Hervé Le Corre, Prendre des chiens pour des loups

LeCorreRongé jusqu’à l’os. C’est peut-être la meilleure expression pour qualifier le personnage de ce roman noir, mais aussi le projet narratif du livre, voire le trajet émotionnel qui attend son lecteur. Auréolé du succès public et critique d’Après la guerre, polar historique, savant, dense et lyrique, Hervé Le Corre ronge soudainement tous les oripeaux de la flamboyance romanesque pour saisir à la gorge la quintessence du noir. 

L’intrigue, simpliste, classique, peut-être même rebattue, tient en quelques lignes : Franck sort de prison où il vient de passer cinq années pour un braquage raté commis avec son frère Fabien qui a réussi à prendre la fuite. Mais c’est la petite amie de Fabien, mystérieusement disparu, qui vient le chercher à la sortie du pénitencier. Il fait chaud, beaucoup trop chaud, et le corps de cette jeune femme inconnue et débridée rend Franck fou de désir. En attendant le retour du frérot, elle l’invite à venir dormir dans la sordide demeure qu’elle partage avec ses parents dégoûtants, un molosse monstrueux et une petite fille angélique qui ne devrait pas grandir là-bas. Tout est poisseux et malsain, et, à l’instar de Franck, le lecteur sait qu’il faut partir au plus vite, fuir sans se retourner. Mais à l’instar de Franck, il sait aussi qu’il est déjà trop tard et qu’il est englué, retenu prisonnier dans une toile tissée par une relecture moderne de la femme fatale.

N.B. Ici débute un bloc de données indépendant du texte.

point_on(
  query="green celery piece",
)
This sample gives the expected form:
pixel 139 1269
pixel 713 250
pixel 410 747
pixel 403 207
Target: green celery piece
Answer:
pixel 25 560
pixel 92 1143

L’écriture est tour à tour sèche, rude et violente, moite, vénéneuse et sexuelle. Elle s’adresse directement aux tripes et propose l’un de ces grands romans noirs crépusculaires où le monde ne se donne à voir qu’entre chiens et loups.

 Dick Tomasovic

 

Hervé Le Corre, Prendre des chiens pour des loups, Rivages, 2017, 320 pages.